I’ve been saying this phrase for a few years now (much to the chagrin of my employees), and wholeheartedly believe it: if you’re a business that’s not tapped into technology to help serve your customers or build your products, you will cease to exist in the coming years. Plain and simple.
While this will continue to be true for years to come, I might have to change my tune. Because a new, potentially even bigger change is coming for companies, tech and otherwise. Now, every company will have to be an artificial intelligence company if they want to survive. Think about it — if you as a business leader aren’t prepared to move with the artificial intelligence wave, you and your employees might have their jobs automated before they can react. And that’s the real fear, right?
Allow me to explain.
We’ve entered a historic new economic paradigm, one we haven’t seen since the likes of the Industrial Revolution or the advent of the internet. AI (the ability for machines to perceive external factors and react to them to maximize success) is already getting plenty of play in the media, popular culture, and our government.
But it might come as a surprise that it’s also already changing the nature of some jobs today. When it comes to work that doesn’t require a formal education, programmable robots and algorithms can automate routine jobs: they can pick one apple per second in an orchard; they can stitch military combat pants quicker than human hands; and they can drive cars and deliver packages. Elon Musk, CEO of Tesla and SpaceX, believes that 12-15 percent of the workforce will be unemployed in 20 years, thanks to automated cars.

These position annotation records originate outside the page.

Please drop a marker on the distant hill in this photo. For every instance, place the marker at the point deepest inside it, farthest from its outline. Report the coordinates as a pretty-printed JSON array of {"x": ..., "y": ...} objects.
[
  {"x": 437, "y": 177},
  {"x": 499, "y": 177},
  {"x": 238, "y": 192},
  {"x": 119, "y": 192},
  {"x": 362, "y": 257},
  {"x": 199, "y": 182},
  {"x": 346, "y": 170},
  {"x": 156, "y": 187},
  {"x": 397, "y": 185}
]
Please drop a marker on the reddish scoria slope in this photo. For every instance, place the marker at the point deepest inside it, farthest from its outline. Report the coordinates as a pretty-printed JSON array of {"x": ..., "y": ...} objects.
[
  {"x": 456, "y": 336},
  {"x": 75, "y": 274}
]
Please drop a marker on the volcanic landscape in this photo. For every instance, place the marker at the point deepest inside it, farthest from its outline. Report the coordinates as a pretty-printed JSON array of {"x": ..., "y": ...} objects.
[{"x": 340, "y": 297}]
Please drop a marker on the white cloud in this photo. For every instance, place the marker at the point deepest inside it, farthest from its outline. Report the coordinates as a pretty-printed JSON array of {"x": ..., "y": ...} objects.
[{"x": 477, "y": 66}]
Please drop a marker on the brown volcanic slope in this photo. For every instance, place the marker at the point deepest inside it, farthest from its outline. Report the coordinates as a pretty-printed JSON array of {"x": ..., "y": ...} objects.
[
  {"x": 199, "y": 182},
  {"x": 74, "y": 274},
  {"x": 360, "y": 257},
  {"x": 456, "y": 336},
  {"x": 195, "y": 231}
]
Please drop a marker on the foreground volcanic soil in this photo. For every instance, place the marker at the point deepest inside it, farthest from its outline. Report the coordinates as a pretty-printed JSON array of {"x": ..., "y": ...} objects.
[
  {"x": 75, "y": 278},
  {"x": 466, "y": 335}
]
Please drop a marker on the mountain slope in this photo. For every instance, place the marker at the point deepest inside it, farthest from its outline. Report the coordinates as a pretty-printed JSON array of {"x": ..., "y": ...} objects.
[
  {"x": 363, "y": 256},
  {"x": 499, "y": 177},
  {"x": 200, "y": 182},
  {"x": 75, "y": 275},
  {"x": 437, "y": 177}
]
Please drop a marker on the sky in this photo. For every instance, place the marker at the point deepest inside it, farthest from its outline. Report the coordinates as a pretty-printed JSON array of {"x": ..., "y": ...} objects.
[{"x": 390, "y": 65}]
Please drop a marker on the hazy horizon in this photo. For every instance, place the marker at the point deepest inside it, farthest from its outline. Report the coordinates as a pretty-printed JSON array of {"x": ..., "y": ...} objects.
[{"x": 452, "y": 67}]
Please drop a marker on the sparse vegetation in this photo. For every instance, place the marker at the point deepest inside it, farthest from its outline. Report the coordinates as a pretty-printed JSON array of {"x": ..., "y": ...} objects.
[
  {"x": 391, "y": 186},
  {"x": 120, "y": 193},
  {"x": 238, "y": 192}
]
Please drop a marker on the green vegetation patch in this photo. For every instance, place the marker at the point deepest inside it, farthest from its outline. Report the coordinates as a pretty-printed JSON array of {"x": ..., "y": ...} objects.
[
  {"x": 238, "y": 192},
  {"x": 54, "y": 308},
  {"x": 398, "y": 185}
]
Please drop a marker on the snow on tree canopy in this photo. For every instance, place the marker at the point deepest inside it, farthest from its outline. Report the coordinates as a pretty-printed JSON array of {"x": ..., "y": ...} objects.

It’s easy to remain safe on our high horses, though, and assume that our jobs will never be automated. After all, we received college educations, we’re strategic, we work together — surely a robot can’t do that. But robots now outperform human surgeons in low-risk, outpatient surgeries; they’re teaching English to students in Japan and Korea; and RAVN is automating document review faster and more accurately than any human’s capacity. Sounds like we have a lot to worry about, right?
Actually, as history has taught us time and time again, the advent of new technology and the introduction of more efficient processes to workplaces has actually created more jobs than it has destroyed. The power loom created more weaver jobs than were ever around before clothing became a high-volume production, and when the car replaced the buggy, an explosion of new occupations resulted (road pavers, suburban construction, hotels, restaurants, construction, and more).
McKinsey predicts that AI and automation will inject 1.4 percent annual GDP growth worldwide. It’s entirely possible that driverless cars and robots will create more jobs than they destroy.
Instead, we’ll see many jobs become more efficient, with mundane, routine processes eliminated and strategic work left to humans. You could look at it this way: the future isn’t so much being replaced by robots as it is learning to work with (and train) them. But don’t forget that creativity cannot be coded — the hardest skills to hire for already are creativity and leadership, according to PWC.
This goes especially for recruiters. You’re the ones who can sell candidates on a workplace, plan for new departments, or make critical hires. While AI will help recruiters be more productive and make better decisions, recruiters are still the ones signing on the dotted line. That’s a power that won’t be taken away in the near future, especially by a robot.
As machines and algorithms help us become more streamlined and make smarter choices, the human side of our jobs will be left to us. We’ll use our intuitions, our experiences, and our team members to build the companies of the future. I hope the robots are ready for us.